Although government has, from the dawn of civilization, functioned as a tool of the rich and/or connected, the stench of corruption and back room deal making that empties the pockets of workers to pay for the summer houses of the elite has grown so grotesquely pronounced since the Great Recession that the bread and circuses of social welfare policies are now insufficient to the task of keeping the peasantry from wielding their pitchforks. The “Yellow Vest” protests in The City of Lights and the howls of outrage over the billions of dollars in tax breaks showered upon Amazon by New York in exchange for the privilege of King Bezos building a headquarters in The Big Apple both share a common parentage: The stunning awakening of the common folk mated with the oblivious and obsequious largesse of government toward the wealthy. The average New Yorker may have to count their pennies to buy a slice of pizza at lunchtime, but they will at least be able to rest easy knowing that Jeff Bezos will have a private helipad paid for by their tax dollars. Hooray!

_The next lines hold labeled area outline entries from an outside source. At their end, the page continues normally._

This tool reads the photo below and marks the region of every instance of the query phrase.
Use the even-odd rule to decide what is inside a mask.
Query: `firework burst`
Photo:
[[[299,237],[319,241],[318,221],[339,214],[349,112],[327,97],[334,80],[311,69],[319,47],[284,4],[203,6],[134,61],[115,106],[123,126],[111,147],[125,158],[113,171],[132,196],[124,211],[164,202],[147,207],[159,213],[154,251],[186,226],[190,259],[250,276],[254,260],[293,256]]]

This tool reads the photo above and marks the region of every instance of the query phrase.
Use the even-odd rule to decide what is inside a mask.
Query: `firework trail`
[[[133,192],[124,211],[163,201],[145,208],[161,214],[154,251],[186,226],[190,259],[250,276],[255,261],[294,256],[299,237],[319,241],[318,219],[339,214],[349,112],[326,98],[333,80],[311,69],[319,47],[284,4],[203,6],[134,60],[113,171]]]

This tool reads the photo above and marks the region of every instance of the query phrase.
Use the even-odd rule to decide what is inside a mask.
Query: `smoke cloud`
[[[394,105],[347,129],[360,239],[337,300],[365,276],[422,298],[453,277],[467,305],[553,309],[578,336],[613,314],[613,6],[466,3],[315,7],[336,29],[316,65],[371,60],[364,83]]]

The revolt of the downtrodden in America, which found its most public expression in the election of Donald Trump, has thrown the comfortable and insular establishment into a rage that is daily printed on the editorial pages of The New York Times and The Washington Post (which is owned by Jeff Bezos, by the way) and nightly broadcasts on the talkfests of CNN and MSNBC that remind us that Donald Trump is a monster and Putin puppet while his supporters are knuckle-dragging cretins and bigots.

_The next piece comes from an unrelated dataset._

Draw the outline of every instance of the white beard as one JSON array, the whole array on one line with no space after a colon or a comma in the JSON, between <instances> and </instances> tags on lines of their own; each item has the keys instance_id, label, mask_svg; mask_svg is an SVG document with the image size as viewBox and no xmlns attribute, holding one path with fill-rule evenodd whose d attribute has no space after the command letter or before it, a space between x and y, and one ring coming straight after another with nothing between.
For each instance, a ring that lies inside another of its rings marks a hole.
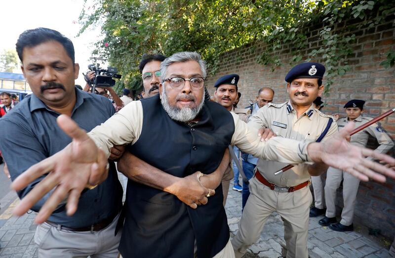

That existential wail that you heard over the past year was Democrats realizing that many voters detest the rickety and stupendously expensive edifice of bureaucratic inertia and lunacy they have spent 70 years constructing and justifying. The Great Society and its many, many governmental offspring have not eliminated any of the social and economic ills they claimed to be able to cure, but the response of Progressives, who now seem to be curdling into diehard Socialists as we speak, has been something akin to the bleating sheep in George Orwell’s famed dystopian fable, Animal Farm: “Big government good. Bigger government better!”
Instead of trimming their sails and reassessing their basic premises, the new crop of Democrats set to storm the House of Representatives in just a few days seems determined to propose new spending programs that will run into the tens of trillions of dollars. Most of their plans will, of course, die in the Senate or under President Trump’s veto pen, but we will have yet another opportunity to ignore fiscal reality in pursuit of that which can never be attained: Utopia. The hopes of statist Democrats were rekindled by 2018 midterms, which resulted in gains in the House of Representatives mostly due to the super-bluing of California and New York, but the harsh fact is that their powers are still mostly limited to sanctimonious raging and endless investigating.
Now that the narrative of nefarious Russian collusion has degenerated into a discovery of hush money paid to a Playboy model and a porn star in exchange for some pre-Presidential nookie, Democrats will need to keep their base energized by huffing and puffing over clearly tangential nonsense and hinting at imminent impeachment in every fundraising appeal. Frankly, I am much more concerned about Russian and Chinese plans to deploy hypersonic nuclear weapons next year, which will greatly enhance the possibility of extinguishing all life on our planet; however, I realize that missile defense policy is depressingly dull compared to the chirpy prattling of Stormy Daniels about the shape and size of President Trump’s penis.
Perhaps I need to realign my interests to better conform to the priorities of those who truly control public opinion in America now—late night comedians and cable news clowns. Only in this way will I be able to resist the urge to repeatedly slam my head into the top of my desk as I flip through the destructive sneering and snark that passes for news in our major media today.